Airbnb's engineering team faced a unique challenge: how to recommend destinations to users who themselves don't know where they want to go? The solution is a sophisticated destination recommendation model that blends short-term behavior (recent searches, views) with long-term preferences (past bookings, seasonal patterns).
This post breaks down the architecture, training strategy, and real-world deployment of this system. If you're building recommendation engines or personalization features, the insights here are directly applicable.
For a deeper understanding of how to build knowledge agents without embeddings, check out our guide on using filesystem and bash.

Model Architecture: Transformers for Travel Intent
The core idea is simple but powerful: treat each user action as a token, inspired by language models. Here's how it works:
- Inputs: Sequences of user actions (bookings, views, searches) + contextual signals (current time, seasonality)
- Embedding: Each action is represented by the sum of embeddings for city, region, and "days to today"
- Transformer: A standard transformer encoder processes these sequences to capture both short-term and long-term dependencies
# Simplified pseudo-code for the model's forward pass
import torch
import torch.nn as nn
class DestinationTransformer(nn.Module):
def __init__(self, num_cities, num_regions, d_model=256, nhead=8):
super().__init__()
self.city_embed = nn.Embedding(num_cities, d_model)
self.region_embed = nn.Embedding(num_regions, d_model)
self.time_embed = nn.Linear(1, d_model) # days to today
self.transformer = nn.TransformerEncoder(
nn.TransformerEncoderLayer(d_model, nhead),
num_layers=6
)
# Multi-task heads: predict both city and region
self.city_head = nn.Linear(d_model, num_cities)
self.region_head = nn.Linear(d_model, num_regions)
def forward(self, city_ids, region_ids, days_to_today):
# Embed each action
x = self.city_embed(city_ids) + self.region_embed(region_ids) + self.time_embed(days_to_today.unsqueeze(-1))
# Transformer encoding
x = self.transformer(x)
# Multi-task predictions
city_logits = self.city_head(x[:, -1, :]) # use last token
region_logits = self.region_head(x[:, -1, :])
return city_logits, region_logits
Balancing Active vs. Dormant Users
One of the most interesting design decisions is how they handle different user states:
- Active users (e.g., someone who searched in the Bay Area last week): Training examples use up-to-date booking, view, and search data from 1–7 days before the actual booking.
- Dormant users (e.g., someone who booked last year and hasn't returned): Training examples use only booking data from 8–365 days before the booking, simulating early-stage exploration.
This dual-training strategy ensures the model works well for both "I know where I'm going" and "I'm just looking" scenarios.

Improving Location Understanding with Multi-Task Learning
Airbnb's geolocation data is rich: cities like San Francisco and San Jose belong to the same region (Bay Area).
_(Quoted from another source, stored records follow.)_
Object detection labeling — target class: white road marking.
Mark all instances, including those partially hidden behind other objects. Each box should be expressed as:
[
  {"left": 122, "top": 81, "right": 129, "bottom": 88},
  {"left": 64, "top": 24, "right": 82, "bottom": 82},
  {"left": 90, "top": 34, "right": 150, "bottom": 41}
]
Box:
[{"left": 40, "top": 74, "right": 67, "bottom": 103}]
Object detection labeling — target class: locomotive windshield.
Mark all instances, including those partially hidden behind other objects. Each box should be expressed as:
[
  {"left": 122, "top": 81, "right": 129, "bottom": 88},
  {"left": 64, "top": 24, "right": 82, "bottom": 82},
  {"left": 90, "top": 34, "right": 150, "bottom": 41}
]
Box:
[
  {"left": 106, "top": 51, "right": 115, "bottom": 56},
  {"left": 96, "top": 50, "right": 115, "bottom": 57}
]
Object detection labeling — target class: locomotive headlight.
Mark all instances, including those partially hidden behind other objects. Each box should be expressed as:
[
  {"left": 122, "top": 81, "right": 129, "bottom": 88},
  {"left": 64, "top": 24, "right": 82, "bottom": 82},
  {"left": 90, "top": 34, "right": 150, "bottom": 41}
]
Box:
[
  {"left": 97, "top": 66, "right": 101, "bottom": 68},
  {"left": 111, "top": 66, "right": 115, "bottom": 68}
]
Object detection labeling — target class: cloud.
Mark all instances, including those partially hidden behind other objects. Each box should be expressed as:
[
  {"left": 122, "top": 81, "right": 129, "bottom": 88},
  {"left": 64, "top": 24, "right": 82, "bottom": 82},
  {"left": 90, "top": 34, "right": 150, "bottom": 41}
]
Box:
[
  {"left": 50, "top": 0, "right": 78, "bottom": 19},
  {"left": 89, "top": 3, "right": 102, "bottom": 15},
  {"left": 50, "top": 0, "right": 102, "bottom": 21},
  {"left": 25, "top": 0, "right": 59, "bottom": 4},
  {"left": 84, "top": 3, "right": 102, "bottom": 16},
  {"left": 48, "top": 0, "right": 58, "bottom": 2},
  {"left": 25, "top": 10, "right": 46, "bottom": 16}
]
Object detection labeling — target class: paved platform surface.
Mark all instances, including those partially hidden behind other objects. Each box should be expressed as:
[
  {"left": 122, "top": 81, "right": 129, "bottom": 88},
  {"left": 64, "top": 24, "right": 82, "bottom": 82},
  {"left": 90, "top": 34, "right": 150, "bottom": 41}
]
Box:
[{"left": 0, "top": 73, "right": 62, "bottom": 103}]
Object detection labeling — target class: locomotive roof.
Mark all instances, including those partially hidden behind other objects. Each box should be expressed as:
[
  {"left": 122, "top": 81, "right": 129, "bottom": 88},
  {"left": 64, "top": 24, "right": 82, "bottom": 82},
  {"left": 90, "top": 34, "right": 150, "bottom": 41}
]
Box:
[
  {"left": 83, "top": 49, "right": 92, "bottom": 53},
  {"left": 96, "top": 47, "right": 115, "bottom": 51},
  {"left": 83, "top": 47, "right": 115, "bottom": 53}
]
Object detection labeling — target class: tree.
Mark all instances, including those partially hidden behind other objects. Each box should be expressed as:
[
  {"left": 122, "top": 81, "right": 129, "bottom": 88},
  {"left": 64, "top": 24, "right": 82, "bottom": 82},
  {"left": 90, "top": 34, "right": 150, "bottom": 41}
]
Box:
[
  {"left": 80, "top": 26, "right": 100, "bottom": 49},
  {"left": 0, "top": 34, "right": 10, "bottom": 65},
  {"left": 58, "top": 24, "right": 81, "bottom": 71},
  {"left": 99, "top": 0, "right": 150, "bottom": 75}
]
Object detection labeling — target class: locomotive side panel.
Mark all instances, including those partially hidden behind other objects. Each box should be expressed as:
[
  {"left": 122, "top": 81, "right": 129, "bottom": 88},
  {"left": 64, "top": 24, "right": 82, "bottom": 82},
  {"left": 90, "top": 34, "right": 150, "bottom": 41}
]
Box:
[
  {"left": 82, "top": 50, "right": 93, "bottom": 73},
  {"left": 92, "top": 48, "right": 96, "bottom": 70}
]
To encode this, the model uses multi-task learning:
- Two prediction heads: one for city-level, one for region-level destination
- Shared transformer backbone: learns representations that are useful for both granular and coarse predictions
- Consistency constraint: encourages the model to align city and region predictions
This approach is elegant because it doesn't require manual feature engineering — the model learns the hierarchy from data.
Real-World Applications
The model powers two features:
- Autosuggest: When users tap the search bar, they see personalized city recommendations. A/B tests showed significant booking gains in non-English-speaking regions.
- Abandoned Search Emails: If a user leaves without booking, follow-up emails highlight listings from predicted destinations. This re-engages users and drives conversions.
For a real-world case study on scaling memory-safe systems, see how WhatsApp scaled Rust for billions of users.
![]()
Limitations and Caveats
- Cold start: Users with no history get generic recommendations. The model relies heavily on historical data.
- Privacy: Users can opt out of personalization, but the default is on. Always respect user consent.
- Seasonal bias: The model may overfit to seasonal patterns (e.g., always recommending beach destinations in summer).
- Interpretability: Transformers are black boxes. Debugging incorrect recommendations is hard.
Next Steps for Learning
- Explore graph neural networks for encoding location hierarchies more explicitly.
- Try reinforcement learning to optimize for long-term engagement, not just immediate booking.
- Experiment with contrastive learning to better separate different travel intents (e.g., business vs. leisure).
Conclusion
Airbnb's destination recommendation model is a masterclass in applying transformer architectures to a real-world personalization problem. The key takeaways: treat user actions as tokens, balance active and dormant users with smart training data design, and use multi-task learning to encode domain knowledge. The result is a system that genuinely helps users discover where to go next — and drives measurable business impact.